Matua Kahurangi
Just a bloke sharing thoughts on New Zealand and the world beyond. No fluff, just honest takes.
Before European contact, life in New Zealand was dominated by tribal warfare. Entire generations grew up amid battles fought for revenge, ‘mana’, and territory. Captives could be enslaved or killed, and in a lot of cases, eaten. Cannibalism, recorded in both Māori oral histories and early European journals, was a grim reality of pre-colonial existence.
Accounts from the late 1700s through the early 1800s describe battlefield feasts where the bodies of fallen enemies were cooked and consumed. This was not out of necessity: it was ritual. Eating an enemy was the Māori way, a way of asserting dominance and absorbing their strength – that’s what they believed, anyway. It was also a reflection of how brutal life could be in an isolated land with no central authority or rule of law.
European observers such as Captain James Cook, Samuel Marsden, and later missionaries were appalled. Their reports spoke of villages surrounded by palisades, heads displayed as trophies, and raids that wiped out entire communities. It is easy to romanticise pre-colonial times, but the reality was violent and unforgiving.

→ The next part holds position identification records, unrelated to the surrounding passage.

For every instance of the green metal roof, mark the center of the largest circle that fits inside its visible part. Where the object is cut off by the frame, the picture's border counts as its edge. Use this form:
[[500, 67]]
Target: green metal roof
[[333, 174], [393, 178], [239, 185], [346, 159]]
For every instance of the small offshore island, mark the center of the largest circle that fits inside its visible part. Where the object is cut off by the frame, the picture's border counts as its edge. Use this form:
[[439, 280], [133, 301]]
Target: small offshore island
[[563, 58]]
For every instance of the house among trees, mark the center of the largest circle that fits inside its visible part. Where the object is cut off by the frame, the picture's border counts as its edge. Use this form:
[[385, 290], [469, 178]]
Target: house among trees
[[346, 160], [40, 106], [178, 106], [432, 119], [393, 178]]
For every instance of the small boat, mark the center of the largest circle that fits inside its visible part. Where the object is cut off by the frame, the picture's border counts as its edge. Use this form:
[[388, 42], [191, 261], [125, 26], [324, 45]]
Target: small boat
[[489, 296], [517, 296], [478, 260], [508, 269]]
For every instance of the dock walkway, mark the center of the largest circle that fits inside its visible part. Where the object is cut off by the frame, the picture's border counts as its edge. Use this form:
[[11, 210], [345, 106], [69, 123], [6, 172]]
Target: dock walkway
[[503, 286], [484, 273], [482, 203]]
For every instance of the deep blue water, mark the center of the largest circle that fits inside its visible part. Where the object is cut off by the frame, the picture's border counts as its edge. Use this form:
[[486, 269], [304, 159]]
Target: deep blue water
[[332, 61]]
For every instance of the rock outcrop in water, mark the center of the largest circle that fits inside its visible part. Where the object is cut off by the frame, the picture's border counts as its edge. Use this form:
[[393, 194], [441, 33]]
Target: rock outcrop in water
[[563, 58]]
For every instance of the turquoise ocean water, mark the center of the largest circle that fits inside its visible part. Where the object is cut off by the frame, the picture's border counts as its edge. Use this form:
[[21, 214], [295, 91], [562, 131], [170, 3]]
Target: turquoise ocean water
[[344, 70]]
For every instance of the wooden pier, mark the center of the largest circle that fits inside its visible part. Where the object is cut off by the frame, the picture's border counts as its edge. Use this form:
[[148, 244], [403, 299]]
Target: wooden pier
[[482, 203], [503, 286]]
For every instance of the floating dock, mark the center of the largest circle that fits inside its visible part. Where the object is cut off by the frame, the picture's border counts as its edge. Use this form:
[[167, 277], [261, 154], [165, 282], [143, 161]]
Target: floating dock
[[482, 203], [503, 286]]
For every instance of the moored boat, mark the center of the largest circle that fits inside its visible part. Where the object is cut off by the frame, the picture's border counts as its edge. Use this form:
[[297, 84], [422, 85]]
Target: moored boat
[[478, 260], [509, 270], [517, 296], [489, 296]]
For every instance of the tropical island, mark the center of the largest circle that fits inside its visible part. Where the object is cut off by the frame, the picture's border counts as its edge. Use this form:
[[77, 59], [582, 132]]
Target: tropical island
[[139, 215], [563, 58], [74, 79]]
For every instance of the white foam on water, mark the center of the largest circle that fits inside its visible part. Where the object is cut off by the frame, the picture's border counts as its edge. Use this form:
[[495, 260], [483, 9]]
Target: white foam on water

In This Horrid Practice, historian Paul Moon confronts one of the darkest chapters of New Zealand’s past: the reality of cannibalism in pre-colonial Māori society. Drawing on historical accounts and Māori oral history, Moon explores how warfare, ritual, and revenge drove the practice, and how colonisation and Christianity eventually brought it to an end.
Colonisation brought more than muskets and trade: it introduced a system of law and a moral code rooted in Christian teaching. Missionaries challenged practices such as slavery, infanticide, and cannibalism. British governance imposed consequences for murder and warfare. Over time, Māori themselves began to abandon the old ways, converting to Christianity and seeking stability through peace rather than endless utu.
By the mid-19th century, cannibalism had disappeared from Māori society. The shift was not only forced – it was embraced. Many iwi recognised that the world had changed and that survival now depended on education, order, and coexistence under a single legal framework.
Acknowledging this part of history is uncomfortable but necessary. The end of cannibalism in New Zealand marked a turning point, from tribal law to civil society. You can thank colonisation for bringing stability to this country and putting an end to the brutal and barbaric practices that once took place.